Cyber-stalkers can easily access information about one’s favorite food, where they frequently go, and even what they think about. Sites like these have made it all too easy for children, teenagers, and even adults to be thrown into threatening situations. Internet bullying is a harassment has become prevalent together with the rise of cyber technology. Internet bullies may use crude, offensive and vulgar language in an attempt to affect the personal status and condition of their victims which can range from the mere mention of mean words to something more dangerous such as death threats. 8% of kids admit to being the target of mean or hurtful things while online. More than four out of ten say it has happened more than once (Educationnews. org). Another form of digital harassment is identity theft and spamming, which can leave you with a crashed computer. Identity theft has been made all too easy by the creation of the social network because anyone can log on and see our cell phone number, where you live, and your name, which are pieces of information that can be used against you for the benefit of someone else. Spamming has also become all too easy.
With the creation of emailing and social networking, it has been made possible that by one click of a mouse of an advertisement or an email can infect your computer with malicious software, otherwise known as malware, and ultimately leave you with the responsibility of buying a new computer (Strickland, Jonathan). Many people know the internet is ridden with registered sex offenders, but many do not regard this when they log on to a social networking site. In February of 2009, there were 90,000 registered sex offenders actively using MySpace (“Social Networking”).

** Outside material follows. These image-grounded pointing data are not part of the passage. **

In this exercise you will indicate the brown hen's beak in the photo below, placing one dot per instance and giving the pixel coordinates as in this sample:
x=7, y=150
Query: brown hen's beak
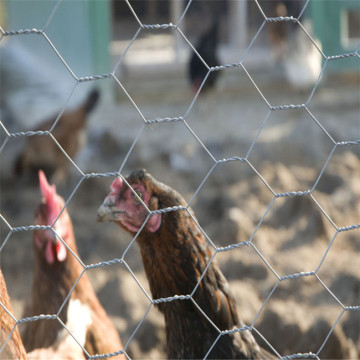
x=105, y=213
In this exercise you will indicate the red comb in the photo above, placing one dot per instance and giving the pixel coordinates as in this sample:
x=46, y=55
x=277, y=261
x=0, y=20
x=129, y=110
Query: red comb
x=116, y=184
x=48, y=192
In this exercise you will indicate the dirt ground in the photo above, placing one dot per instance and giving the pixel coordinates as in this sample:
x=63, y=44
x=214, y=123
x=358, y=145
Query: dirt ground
x=294, y=151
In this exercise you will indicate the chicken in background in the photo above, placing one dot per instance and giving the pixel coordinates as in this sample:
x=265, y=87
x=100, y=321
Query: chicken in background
x=14, y=348
x=207, y=49
x=41, y=152
x=175, y=254
x=300, y=58
x=55, y=272
x=65, y=347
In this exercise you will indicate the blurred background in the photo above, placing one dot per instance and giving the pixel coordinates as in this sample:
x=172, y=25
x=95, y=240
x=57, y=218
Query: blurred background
x=53, y=82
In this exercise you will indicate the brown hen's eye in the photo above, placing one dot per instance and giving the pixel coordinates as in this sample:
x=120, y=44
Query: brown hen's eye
x=138, y=197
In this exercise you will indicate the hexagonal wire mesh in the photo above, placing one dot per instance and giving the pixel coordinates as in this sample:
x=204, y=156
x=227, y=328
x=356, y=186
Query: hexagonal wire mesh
x=266, y=257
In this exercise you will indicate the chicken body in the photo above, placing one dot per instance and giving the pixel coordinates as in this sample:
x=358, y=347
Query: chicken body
x=14, y=348
x=175, y=254
x=69, y=132
x=55, y=272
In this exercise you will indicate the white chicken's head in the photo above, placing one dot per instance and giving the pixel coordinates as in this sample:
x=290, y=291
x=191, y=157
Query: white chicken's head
x=48, y=241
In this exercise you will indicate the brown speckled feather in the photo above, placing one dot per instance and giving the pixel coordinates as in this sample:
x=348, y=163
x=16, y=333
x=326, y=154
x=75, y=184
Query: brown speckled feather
x=175, y=254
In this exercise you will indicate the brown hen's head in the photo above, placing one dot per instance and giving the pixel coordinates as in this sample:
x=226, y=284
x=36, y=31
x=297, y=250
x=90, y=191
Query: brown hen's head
x=130, y=202
x=46, y=241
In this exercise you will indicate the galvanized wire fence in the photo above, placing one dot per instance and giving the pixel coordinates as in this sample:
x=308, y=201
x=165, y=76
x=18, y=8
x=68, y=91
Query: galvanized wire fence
x=177, y=29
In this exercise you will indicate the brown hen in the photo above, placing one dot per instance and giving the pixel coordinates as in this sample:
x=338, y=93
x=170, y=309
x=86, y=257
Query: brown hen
x=14, y=348
x=175, y=254
x=55, y=272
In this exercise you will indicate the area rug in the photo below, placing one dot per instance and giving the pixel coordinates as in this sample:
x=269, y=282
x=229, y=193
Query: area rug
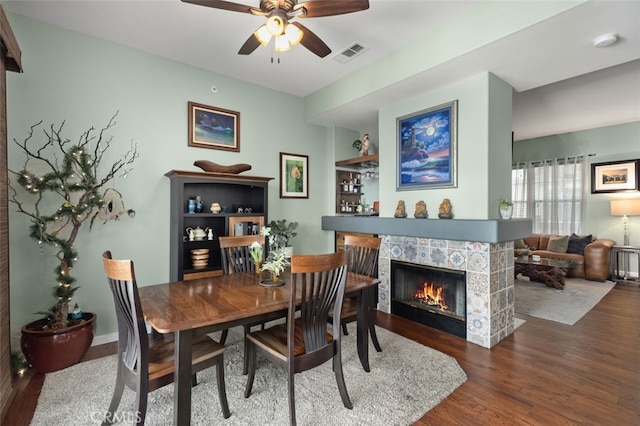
x=564, y=306
x=406, y=380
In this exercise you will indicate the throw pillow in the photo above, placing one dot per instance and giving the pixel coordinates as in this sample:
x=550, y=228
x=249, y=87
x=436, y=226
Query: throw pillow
x=578, y=243
x=558, y=243
x=520, y=244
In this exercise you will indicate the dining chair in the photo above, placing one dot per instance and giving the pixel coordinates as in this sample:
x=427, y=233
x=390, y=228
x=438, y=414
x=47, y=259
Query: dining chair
x=235, y=253
x=363, y=260
x=317, y=284
x=147, y=363
x=236, y=257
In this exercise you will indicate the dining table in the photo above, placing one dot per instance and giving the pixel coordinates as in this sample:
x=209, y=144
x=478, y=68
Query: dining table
x=201, y=306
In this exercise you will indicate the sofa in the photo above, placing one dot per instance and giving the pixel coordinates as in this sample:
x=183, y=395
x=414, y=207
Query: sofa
x=593, y=253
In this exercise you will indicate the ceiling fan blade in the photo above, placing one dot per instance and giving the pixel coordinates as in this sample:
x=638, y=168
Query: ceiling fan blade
x=221, y=4
x=312, y=41
x=249, y=46
x=316, y=8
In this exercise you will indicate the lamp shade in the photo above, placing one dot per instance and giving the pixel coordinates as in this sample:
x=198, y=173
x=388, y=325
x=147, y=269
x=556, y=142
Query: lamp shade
x=625, y=207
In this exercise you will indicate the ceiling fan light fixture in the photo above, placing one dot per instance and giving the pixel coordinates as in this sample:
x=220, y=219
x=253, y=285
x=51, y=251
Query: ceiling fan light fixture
x=282, y=44
x=275, y=24
x=293, y=34
x=263, y=35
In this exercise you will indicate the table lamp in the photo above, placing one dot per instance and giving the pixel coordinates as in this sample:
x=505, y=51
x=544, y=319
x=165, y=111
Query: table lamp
x=625, y=207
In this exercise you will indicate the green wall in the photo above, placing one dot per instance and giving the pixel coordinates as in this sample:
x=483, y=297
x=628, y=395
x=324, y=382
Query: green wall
x=483, y=151
x=610, y=143
x=84, y=80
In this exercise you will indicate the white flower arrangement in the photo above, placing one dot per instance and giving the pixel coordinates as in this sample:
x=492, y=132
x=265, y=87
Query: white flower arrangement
x=256, y=252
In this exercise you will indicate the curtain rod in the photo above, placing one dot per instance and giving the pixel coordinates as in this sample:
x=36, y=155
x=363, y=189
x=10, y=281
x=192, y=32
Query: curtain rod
x=538, y=162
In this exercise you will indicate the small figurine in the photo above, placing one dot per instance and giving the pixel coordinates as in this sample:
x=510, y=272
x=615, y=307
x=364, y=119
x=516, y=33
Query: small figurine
x=444, y=211
x=421, y=210
x=400, y=210
x=364, y=149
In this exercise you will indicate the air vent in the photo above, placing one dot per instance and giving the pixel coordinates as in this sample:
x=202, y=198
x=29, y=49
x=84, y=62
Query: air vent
x=356, y=49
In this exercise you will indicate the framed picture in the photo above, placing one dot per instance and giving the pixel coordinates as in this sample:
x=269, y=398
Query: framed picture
x=427, y=148
x=294, y=175
x=214, y=128
x=614, y=176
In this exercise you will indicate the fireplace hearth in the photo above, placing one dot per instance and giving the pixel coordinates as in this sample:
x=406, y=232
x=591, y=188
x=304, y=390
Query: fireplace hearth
x=430, y=295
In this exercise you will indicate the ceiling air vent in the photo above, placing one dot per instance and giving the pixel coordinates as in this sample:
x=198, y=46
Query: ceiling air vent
x=356, y=49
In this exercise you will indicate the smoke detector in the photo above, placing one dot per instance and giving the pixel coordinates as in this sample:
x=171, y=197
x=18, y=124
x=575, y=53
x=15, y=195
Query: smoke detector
x=605, y=40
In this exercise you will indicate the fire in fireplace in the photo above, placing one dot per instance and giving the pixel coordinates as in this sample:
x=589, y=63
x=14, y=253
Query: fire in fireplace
x=432, y=296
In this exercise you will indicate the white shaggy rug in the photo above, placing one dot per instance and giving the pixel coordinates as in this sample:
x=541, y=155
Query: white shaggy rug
x=406, y=380
x=565, y=306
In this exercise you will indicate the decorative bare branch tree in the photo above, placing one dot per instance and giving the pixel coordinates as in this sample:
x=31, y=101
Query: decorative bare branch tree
x=72, y=179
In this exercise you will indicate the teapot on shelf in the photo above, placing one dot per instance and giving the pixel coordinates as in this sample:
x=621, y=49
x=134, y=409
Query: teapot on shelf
x=199, y=234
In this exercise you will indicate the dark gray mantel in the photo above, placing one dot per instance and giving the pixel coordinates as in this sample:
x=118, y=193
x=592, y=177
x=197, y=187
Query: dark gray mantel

One might think that once these sex offenders are found and banned from the site they will never return. However, many sex offenders return and simply create a new account with a new identity and persona and resume their previous dangerous activities with ease (Strickland, Jonathan). Social presence has “become just as real as physical presence“, if not more so (Marriner, Leigh). Unfortunately, this newfound “addiction” to online socializing has left some people with a condition known as social isolation hich refers to a lack of contact with one’s species. The distance at which social networks have come to put certain people create strain in marriages, relationships, and families because of the time spent online (“Social Networking”). Even though social networks like Facebook, MySpace, and Twitter have their dark sides, they never seem to be blamed or used any less by the general public. This shows humans’ need for community and socialization. Nevertheless, social networking started with a promise to connect the world and it certainly has done so.